In comparison with their counterparts in other provinces, the apparatus of the Alberta labour movement is relatively weaker. But, in the context of a labour leadership in the rest of the country that is looking for accommodation and deals with the bosses, this could allow for more militant explosions of anger to emerge from the province’s workers. In 2013, Alberta prison workers went on a province-wide wildcat strike which electrified the province’s labour movement and forced the government to cave in to the workers’ demands, once other unions began to mobilize in solidarity. The attacks raining down from Prentice & Co., combined with the hypocrisy of the government austerity, could very well provoke an angry reaction from rank-and-file workers, and which may not be held back by a relatively weak bureaucracy that has largely kept a lid on workers’ struggles in the rest of Canada.

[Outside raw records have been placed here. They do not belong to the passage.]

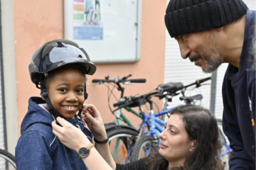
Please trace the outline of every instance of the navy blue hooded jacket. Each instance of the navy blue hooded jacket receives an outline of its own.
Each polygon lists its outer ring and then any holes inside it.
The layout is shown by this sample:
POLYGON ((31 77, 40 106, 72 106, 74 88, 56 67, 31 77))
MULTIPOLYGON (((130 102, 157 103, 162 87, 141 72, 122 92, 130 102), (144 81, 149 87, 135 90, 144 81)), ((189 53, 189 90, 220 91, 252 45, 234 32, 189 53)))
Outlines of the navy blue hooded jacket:
MULTIPOLYGON (((32 97, 28 103, 28 111, 22 121, 21 136, 15 152, 18 169, 87 170, 78 153, 64 146, 53 133, 53 116, 38 106, 45 101, 32 97)), ((80 119, 75 117, 69 122, 80 128, 91 141, 90 132, 80 119)))
POLYGON ((230 170, 255 169, 255 11, 248 10, 239 69, 229 64, 223 81, 223 130, 233 152, 230 170))

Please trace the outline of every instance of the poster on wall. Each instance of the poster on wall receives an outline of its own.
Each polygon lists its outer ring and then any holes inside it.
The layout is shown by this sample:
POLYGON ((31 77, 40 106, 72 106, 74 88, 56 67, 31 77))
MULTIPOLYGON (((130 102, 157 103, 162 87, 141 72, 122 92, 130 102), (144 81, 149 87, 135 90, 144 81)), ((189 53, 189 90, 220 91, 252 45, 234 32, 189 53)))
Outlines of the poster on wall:
POLYGON ((102 40, 100 0, 73 0, 74 40, 102 40))
POLYGON ((139 60, 142 0, 65 0, 65 38, 94 62, 139 60))

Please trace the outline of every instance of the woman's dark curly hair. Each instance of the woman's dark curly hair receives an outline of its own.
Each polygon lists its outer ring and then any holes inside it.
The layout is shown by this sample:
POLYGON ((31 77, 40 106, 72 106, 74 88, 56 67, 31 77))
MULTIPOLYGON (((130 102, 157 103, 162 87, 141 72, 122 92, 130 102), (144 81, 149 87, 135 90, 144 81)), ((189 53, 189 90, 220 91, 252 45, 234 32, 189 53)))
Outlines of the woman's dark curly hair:
MULTIPOLYGON (((189 140, 196 144, 185 160, 183 166, 171 170, 222 170, 217 157, 220 149, 217 121, 208 109, 198 106, 186 105, 172 110, 171 114, 181 116, 189 140)), ((152 153, 146 160, 146 169, 168 169, 169 162, 159 153, 152 153)))

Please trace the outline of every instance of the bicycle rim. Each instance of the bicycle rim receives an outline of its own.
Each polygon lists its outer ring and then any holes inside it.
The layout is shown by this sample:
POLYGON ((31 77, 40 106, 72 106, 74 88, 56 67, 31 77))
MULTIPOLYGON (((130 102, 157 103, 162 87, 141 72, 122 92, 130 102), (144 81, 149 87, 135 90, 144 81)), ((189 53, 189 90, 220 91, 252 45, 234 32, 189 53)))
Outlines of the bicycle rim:
POLYGON ((131 162, 139 160, 159 150, 158 140, 151 136, 142 136, 136 142, 131 156, 131 162))
POLYGON ((128 130, 114 130, 107 132, 110 149, 114 162, 126 164, 129 162, 130 152, 136 141, 137 132, 128 130), (127 132, 128 131, 128 132, 127 132))
POLYGON ((0 169, 16 169, 14 156, 2 149, 0 149, 0 169))
POLYGON ((219 139, 221 143, 220 153, 219 158, 222 162, 225 170, 229 170, 228 161, 230 158, 230 149, 229 147, 229 141, 228 137, 225 135, 223 130, 222 120, 217 119, 218 127, 219 128, 219 139))

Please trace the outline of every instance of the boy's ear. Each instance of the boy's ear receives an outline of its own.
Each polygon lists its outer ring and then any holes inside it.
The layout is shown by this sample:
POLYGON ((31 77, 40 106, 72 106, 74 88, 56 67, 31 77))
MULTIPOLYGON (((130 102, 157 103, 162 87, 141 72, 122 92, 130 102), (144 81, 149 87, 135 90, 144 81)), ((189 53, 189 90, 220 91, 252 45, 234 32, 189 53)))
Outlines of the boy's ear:
POLYGON ((192 152, 193 149, 195 148, 196 145, 196 140, 192 141, 192 142, 191 142, 191 149, 189 149, 189 151, 190 151, 190 152, 192 152))

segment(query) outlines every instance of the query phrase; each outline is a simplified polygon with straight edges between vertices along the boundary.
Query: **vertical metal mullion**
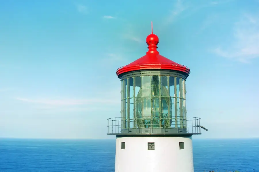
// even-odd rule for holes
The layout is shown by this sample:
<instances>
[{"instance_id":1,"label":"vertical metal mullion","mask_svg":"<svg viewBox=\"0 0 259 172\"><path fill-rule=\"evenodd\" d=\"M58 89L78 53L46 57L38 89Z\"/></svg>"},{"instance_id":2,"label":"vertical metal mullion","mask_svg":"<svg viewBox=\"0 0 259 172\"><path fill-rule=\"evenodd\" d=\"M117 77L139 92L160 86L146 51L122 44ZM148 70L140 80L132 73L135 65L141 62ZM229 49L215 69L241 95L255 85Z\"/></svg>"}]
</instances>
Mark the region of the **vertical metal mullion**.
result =
<instances>
[{"instance_id":1,"label":"vertical metal mullion","mask_svg":"<svg viewBox=\"0 0 259 172\"><path fill-rule=\"evenodd\" d=\"M162 105L162 100L161 99L161 77L159 77L159 98L158 100L158 103L159 103L159 109L158 112L159 112L159 128L162 128L162 123L163 121L163 114L162 113L163 108Z\"/></svg>"},{"instance_id":2,"label":"vertical metal mullion","mask_svg":"<svg viewBox=\"0 0 259 172\"><path fill-rule=\"evenodd\" d=\"M126 107L126 101L125 100L125 91L126 90L125 90L126 89L126 85L125 83L125 80L122 80L122 85L123 85L123 88L122 89L122 90L121 91L121 93L123 95L123 97L122 97L122 103L123 104L122 107L123 109L121 110L121 120L122 121L122 122L121 124L121 128L122 129L124 129L125 128L125 127L126 126L126 123L125 123L125 120L126 119L125 118L125 107Z\"/></svg>"},{"instance_id":3,"label":"vertical metal mullion","mask_svg":"<svg viewBox=\"0 0 259 172\"><path fill-rule=\"evenodd\" d=\"M135 103L135 94L136 93L136 77L133 78L133 125L134 128L136 127L136 112L135 112L136 105Z\"/></svg>"},{"instance_id":4,"label":"vertical metal mullion","mask_svg":"<svg viewBox=\"0 0 259 172\"><path fill-rule=\"evenodd\" d=\"M143 86L143 77L141 77L141 127L143 128L144 125L143 124L143 110L144 109L144 100L143 99L143 93L142 91L143 91L143 88L142 87Z\"/></svg>"},{"instance_id":5,"label":"vertical metal mullion","mask_svg":"<svg viewBox=\"0 0 259 172\"><path fill-rule=\"evenodd\" d=\"M183 120L182 115L182 79L180 78L179 80L179 91L180 93L180 127L183 128Z\"/></svg>"},{"instance_id":6,"label":"vertical metal mullion","mask_svg":"<svg viewBox=\"0 0 259 172\"><path fill-rule=\"evenodd\" d=\"M130 79L127 79L127 119L128 128L130 128Z\"/></svg>"},{"instance_id":7,"label":"vertical metal mullion","mask_svg":"<svg viewBox=\"0 0 259 172\"><path fill-rule=\"evenodd\" d=\"M175 128L178 127L178 119L177 118L177 89L176 88L176 77L174 77L174 118L175 122Z\"/></svg>"},{"instance_id":8,"label":"vertical metal mullion","mask_svg":"<svg viewBox=\"0 0 259 172\"><path fill-rule=\"evenodd\" d=\"M170 122L171 121L172 119L171 119L171 116L170 115L171 114L171 106L172 105L172 102L170 102L170 87L169 84L169 77L167 76L167 87L168 88L168 118L169 119L169 124L170 124L170 126L169 128L171 128L171 125Z\"/></svg>"}]
</instances>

And, the precarious nature of work in the oil patch — which provides a high income when times are good, but offers virtually no protection when times are tough — may mean that unemployed workers may have no other choice but to fight back. In February, the province lost 14,000 jobs, the largest monthly drop since the beginning of the Great Recession. Buildforce, a construction industry association, is predicting more than a 15 per cent drop in the number of construction jobs in Alberta over the next three years. For the bourgeois, all of these numbers are particularly troubling considering that household debt-to-income is highest in Alberta, and climbing at a much higher rate than the national average. CIBC World Market’s Benjamin Tal says, “The main factor here is the fact that most of the newcomers to Alberta are young families — with a higher propensity to borrow. This also means that the damage due to the weakening economy will be felt disproportionately by debt holders.” (Globe and Mail, 9 Feb. 2015)
While oil was booming, there was very little reason for many workers to question the capitalist system that was “providing the goods”, so to speak. But, just as in the rest of the world, the capitalist crisis is giving the working class a very quick lesson of its true nature. The relative peace of the oil boom has been shattered, and Alberta’s workers will have little choice but to join the millions of other workers who are fighting to defend their jobs and families.